If I got locked away, (もし、僕が閉じ込められたら)...

R. CityとAdam Levine による楽曲Locked Awayは、この一節から始まる。

MVを見る限りここでの”locked away”は、「ムショにいれられる」を意味するようだが、今回は違う視点から考えていきたい。
なにしろ2020年は、”locked away”の年だった。複数の都市ではその名の通りロックダウン、すなわち”lock down”が実行され、人々の動きは定められた区内に制限された。日本においても外出の自粛が呼びかけられ、特に緊急事態宣言下の4月、多くの人は自宅に留まった。感染症の拡大防止のために人々が”lock”される状況が発生し、ストレスを抱える人も多かったことだろう。
都市が封鎖され、行動が制限され、他者との交流が絶たれたかのように見えた。しかし人々はどうやら、そういった時こそ他者とのつながりを欲したようなのである。

Locked Awayの歌詞はこう続いていく。

“Would you still love me the same?”(もしムショにいれられても)同じようにおれを愛してくれるかい?)

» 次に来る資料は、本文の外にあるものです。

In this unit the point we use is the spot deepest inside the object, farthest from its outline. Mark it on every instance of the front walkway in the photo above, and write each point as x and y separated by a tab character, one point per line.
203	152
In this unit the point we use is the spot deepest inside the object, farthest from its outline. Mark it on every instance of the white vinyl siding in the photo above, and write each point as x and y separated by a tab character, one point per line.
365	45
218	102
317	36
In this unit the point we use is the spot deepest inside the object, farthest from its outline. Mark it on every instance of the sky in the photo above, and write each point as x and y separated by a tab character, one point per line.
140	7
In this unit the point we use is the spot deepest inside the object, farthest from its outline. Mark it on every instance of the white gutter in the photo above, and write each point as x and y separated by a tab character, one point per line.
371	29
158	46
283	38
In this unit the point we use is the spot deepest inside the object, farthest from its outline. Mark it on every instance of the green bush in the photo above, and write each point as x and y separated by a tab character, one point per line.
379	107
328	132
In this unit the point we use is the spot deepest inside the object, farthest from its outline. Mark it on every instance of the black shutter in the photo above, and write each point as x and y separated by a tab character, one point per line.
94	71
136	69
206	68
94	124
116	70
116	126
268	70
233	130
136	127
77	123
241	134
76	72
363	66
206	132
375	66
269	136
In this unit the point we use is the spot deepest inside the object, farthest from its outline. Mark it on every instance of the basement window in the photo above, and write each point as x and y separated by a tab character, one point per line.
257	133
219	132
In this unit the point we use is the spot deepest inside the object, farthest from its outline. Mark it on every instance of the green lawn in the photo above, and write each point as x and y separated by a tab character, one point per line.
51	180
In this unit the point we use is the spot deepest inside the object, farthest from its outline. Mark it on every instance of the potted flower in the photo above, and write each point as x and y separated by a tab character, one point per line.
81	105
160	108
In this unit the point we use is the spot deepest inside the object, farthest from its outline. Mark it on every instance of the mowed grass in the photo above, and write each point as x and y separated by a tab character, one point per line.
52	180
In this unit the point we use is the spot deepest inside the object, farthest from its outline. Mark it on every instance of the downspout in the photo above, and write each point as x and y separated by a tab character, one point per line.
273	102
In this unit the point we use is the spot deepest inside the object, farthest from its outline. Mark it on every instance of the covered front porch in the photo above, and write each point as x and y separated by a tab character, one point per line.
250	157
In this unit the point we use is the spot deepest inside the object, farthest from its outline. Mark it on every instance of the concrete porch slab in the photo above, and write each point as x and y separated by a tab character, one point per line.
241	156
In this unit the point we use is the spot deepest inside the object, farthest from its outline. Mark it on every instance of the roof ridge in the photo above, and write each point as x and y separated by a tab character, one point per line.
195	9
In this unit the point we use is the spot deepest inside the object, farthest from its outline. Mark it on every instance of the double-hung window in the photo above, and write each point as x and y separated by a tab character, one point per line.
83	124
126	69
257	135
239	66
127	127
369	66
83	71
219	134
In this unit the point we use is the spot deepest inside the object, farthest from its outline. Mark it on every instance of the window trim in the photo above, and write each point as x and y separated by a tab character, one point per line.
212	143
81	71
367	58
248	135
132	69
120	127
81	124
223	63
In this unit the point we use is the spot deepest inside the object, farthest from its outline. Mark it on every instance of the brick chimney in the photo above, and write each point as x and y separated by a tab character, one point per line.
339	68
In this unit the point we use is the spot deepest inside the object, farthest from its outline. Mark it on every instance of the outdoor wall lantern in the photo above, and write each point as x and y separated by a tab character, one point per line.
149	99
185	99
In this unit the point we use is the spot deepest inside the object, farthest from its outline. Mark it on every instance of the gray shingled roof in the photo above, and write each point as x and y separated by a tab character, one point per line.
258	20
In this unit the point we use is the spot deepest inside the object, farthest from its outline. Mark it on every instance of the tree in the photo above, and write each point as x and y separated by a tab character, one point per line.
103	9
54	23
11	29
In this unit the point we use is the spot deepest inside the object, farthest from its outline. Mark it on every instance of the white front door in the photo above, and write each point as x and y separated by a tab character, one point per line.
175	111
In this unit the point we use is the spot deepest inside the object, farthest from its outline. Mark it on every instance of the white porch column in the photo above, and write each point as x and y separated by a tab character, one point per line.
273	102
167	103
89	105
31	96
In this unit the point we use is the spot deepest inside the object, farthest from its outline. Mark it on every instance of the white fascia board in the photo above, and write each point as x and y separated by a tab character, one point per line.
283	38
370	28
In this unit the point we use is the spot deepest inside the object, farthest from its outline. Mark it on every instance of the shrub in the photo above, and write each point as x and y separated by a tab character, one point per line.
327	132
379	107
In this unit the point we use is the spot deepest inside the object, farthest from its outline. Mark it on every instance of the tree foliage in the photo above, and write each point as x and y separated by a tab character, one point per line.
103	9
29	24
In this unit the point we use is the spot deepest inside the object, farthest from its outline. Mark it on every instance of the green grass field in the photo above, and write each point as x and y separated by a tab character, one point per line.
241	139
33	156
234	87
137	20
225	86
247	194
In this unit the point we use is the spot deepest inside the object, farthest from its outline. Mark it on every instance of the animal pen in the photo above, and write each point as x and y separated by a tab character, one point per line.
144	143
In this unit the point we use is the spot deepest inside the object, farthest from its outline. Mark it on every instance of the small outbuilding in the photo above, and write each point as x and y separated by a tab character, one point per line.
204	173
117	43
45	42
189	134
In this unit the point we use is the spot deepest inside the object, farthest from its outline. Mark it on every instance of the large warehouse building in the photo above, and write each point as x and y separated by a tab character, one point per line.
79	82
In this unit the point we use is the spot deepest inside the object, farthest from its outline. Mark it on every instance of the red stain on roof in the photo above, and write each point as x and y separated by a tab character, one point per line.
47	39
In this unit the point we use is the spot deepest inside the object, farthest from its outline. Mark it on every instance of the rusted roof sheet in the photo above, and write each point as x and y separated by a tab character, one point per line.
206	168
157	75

大切な人とともに時間を過ごすことが出来なくなるかもしれない”I”。大切の人とのつながりはずっと持っていたい一方、”lock”されたら身動きは取れない。ましてやその人と”away”「離れて」しまったら。
この曲ではひたすら「大切な人」に語り続け、疑問を投げかける。生きることについて、大切な人といられることについて、その人とのつながりについて。

コロナ禍の人々は、みな他者とのつながりを守ろうと努力していたようだ。時々フリーズしたり音が飛んだりもしてしまう画面越しの友人たちと笑顔を交わし、メッセージを送り合う……。
考えてみると、こうした「他者とのつながり」を大切にしようとするのは人間の根源的な「生の欲求」なのではないか。
“Locked Away”の語り手は、大切な人とのつながりについて、自分の人生に広げて思考を巡らす。コロナ禍の人々も、他者とのつながりを新たな形であっても維持し続け、豊かな生を途絶えさせることはなかった。他者との触れ合いを持ってして、私たちは日々充足した生活を送り、毎日を楽しむことができるのだ。

今まで通りの関わり合いとは形を変えた、新たなつながり方が模索されたコロナ禍。そんなコロナ禍も実は、他者とのつながりを意識し直す契機だったのかもしれない。